Now, researchers in the Sloan Kettering Institute laboratory of Frederic Geissmann have made an important discovery about this energy regulation process. In mice, they identified a molecular protein called PDGF-CC that signals the adipocytes to take in more fat. The protein is made by immune cells called macrophages.
If the same mechanism holds true in humans, it could be key to developing ways to help people gain or lose weight as needed. Drugs that target PDGF-CC — or its human equivalent — could affect how much fat is stored or burned. This could potentially benefit a large population.
“We’ve identified the protein that is essential for carrying this important signal between macrophages and adipocytes. Without PDGF-CC, energy storage does not occur,” says Nehemiah Cox, a research fellow in the Geissmann lab and the study’s co-first author.
The researchers published their findings on July 2, 2021 in the journal Science.
A ‘Consulting Firm’ for Energy Use
In recent years, researchers suspected that macrophages may be playing an important role in fat storage. Macrophages are found in all tissues and always seem to be closely associated with adipocytes. Were the macrophages telling the adipocytes what to do?
Dr. Cox, along with fellow co-first author Lucile Crozet, also in the Geissmann lab, conducted experiments in fruit flies and mice to get a clearer idea of how macrophages may be influencing adipocytes. They found that when macrophages were completely absent, the adipocytes could not store fat. Mice lacking macrophages stayed lean even when fed a high-fat diet. This seemed to point to macrophages playing a key role in storing fat.
“The macrophages seem to sense the presence of nutrients and make a decision about whether fat should be stored or burned and then direct the adipocytes to do so,” Dr. Geissmann says. “It’s almost like a consulting firm telling a company to either hire more people or save for the future, based on the conditions at the time.”

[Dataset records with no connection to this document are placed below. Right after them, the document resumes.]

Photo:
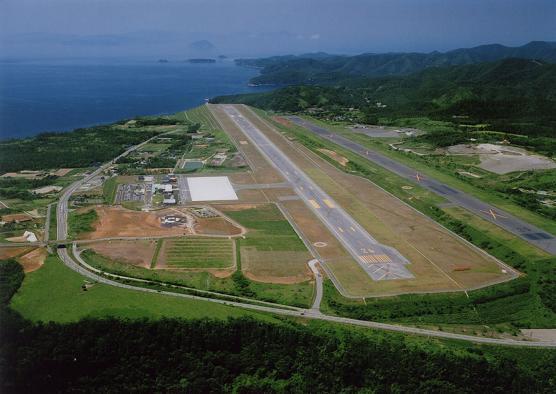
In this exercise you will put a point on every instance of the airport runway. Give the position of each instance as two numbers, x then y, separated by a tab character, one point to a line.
379	261
505	220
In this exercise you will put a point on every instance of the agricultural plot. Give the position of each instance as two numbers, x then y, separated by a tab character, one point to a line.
196	253
271	251
138	252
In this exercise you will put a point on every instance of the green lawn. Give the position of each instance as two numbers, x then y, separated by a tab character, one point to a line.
54	293
441	168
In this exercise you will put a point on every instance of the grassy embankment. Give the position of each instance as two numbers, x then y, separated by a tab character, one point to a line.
55	293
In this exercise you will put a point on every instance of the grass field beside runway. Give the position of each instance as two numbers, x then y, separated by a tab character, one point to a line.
54	293
492	231
429	169
439	260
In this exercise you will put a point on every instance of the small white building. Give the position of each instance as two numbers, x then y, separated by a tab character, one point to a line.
163	188
169	200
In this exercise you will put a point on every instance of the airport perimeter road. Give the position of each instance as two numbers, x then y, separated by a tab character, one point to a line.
318	286
289	311
62	207
304	313
379	261
503	219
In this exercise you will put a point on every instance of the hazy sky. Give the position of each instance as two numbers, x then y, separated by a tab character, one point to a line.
166	28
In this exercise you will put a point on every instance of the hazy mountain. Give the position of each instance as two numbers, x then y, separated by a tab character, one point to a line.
516	95
321	68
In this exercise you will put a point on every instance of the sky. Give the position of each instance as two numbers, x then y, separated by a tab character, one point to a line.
249	28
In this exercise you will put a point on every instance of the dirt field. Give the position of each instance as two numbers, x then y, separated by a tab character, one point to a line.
216	226
271	251
196	253
435	254
139	253
120	222
502	159
17	217
33	260
281	267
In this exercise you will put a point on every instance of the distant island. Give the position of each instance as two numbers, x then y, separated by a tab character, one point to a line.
201	60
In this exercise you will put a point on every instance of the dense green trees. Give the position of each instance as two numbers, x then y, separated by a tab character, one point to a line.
79	148
513	95
249	356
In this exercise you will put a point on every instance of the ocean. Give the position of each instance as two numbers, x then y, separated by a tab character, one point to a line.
40	97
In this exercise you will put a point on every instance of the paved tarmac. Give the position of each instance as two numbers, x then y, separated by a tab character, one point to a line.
281	310
379	261
503	219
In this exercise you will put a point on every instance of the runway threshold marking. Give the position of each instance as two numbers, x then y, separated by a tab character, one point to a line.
375	258
314	204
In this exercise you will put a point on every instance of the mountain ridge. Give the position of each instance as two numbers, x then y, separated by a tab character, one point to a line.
327	69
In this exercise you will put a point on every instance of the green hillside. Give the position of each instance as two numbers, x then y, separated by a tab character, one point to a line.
513	95
322	68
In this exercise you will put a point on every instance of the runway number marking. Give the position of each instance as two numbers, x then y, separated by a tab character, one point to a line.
314	204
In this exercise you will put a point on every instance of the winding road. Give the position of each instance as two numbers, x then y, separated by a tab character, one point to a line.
312	313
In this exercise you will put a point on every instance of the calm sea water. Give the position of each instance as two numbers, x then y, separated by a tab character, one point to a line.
59	97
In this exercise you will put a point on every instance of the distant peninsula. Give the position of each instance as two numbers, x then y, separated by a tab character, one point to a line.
201	60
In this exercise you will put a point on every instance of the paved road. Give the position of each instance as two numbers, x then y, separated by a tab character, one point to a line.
47	224
381	262
257	186
318	285
505	220
307	313
62	207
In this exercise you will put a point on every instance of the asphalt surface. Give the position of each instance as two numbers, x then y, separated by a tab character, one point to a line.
318	285
307	313
291	311
503	219
47	224
380	262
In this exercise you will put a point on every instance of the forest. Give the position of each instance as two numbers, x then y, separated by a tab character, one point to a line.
247	356
79	148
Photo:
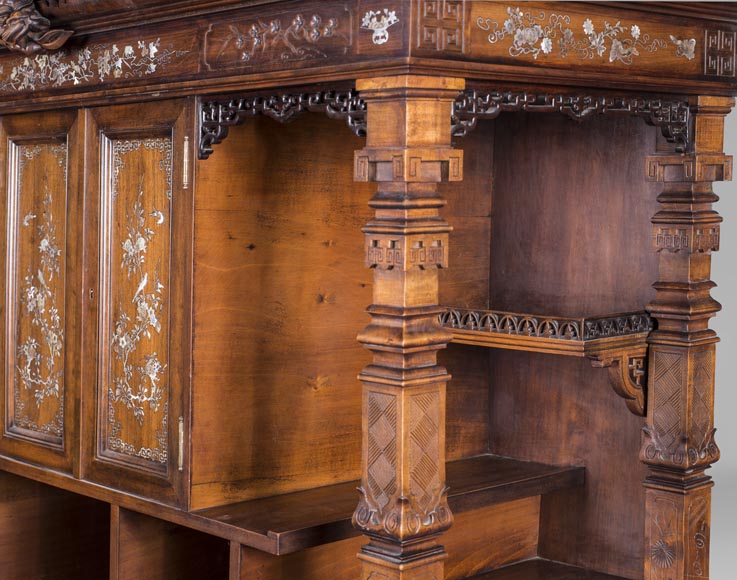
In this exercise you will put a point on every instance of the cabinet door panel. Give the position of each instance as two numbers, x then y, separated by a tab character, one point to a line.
41	203
141	345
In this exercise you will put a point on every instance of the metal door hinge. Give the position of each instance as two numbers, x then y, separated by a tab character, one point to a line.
180	459
185	165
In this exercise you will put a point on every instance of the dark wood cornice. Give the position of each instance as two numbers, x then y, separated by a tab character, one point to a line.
717	11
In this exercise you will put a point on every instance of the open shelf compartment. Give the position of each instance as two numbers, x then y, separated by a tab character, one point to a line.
306	519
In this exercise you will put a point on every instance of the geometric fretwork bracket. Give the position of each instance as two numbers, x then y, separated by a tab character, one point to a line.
217	116
627	374
672	116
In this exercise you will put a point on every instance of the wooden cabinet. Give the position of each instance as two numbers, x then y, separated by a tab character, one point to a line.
41	260
137	271
509	375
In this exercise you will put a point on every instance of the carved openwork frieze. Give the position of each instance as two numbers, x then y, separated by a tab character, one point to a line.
673	117
556	328
217	116
24	29
721	53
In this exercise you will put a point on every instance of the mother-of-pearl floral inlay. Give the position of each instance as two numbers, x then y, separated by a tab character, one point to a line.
538	34
87	65
39	357
138	379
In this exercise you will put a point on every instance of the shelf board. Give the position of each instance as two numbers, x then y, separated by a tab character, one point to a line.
543	570
310	518
581	337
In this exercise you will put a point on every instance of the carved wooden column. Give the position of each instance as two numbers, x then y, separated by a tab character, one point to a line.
679	438
403	506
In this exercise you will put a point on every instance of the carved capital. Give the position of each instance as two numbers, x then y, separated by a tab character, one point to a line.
432	164
627	374
24	29
680	431
688	168
413	251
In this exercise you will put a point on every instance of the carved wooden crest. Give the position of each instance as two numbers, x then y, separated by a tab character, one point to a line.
24	29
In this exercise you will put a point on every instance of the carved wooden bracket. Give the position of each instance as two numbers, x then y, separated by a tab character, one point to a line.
672	116
24	29
217	116
627	374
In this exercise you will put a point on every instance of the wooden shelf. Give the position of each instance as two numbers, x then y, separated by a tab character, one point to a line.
583	337
543	570
310	518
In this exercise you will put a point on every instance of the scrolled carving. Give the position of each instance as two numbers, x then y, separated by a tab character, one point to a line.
627	375
216	117
24	29
673	117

To identify how this message was sent, the researchers conducted genetic screening of fruit flies. They found that a protein called Pvf3 is essential for fat storage in the fly larvae, which need to conserve energy in order to grow. This finding pointed the researchers to the corresponding protein in mice, PDGF-CC.
Further experiments in mice showed that blocking PDGF-CC prevented fat from being stored, even when macrophages were present. The mice ate and absorbed the normal amount of food, but they quickly burned off the calories.
The next step in the research is to see if the process occurs the same way in people. Dr. Cox is doing experiments using human cells in a dish — including macrophages and adipocytes. The fact that this mechanism has remained through evolution across fruit flies and mice suggests a high likelihood that it will hold true in humans as well.
“Any insight into the process of fat storage or fat burning has implications for a large number of people, not just cancer patients,” Dr. Geissmann says.
- Fat cells act as energy banks, storing or releasing energy as needed.
- Immune cells called macrophages send signals controlling this process.
- In mice, the signal is carried by a protein called PDGF-CC.
- Drugs targeting PDGF-CC could potentially help people control weight gain or loss.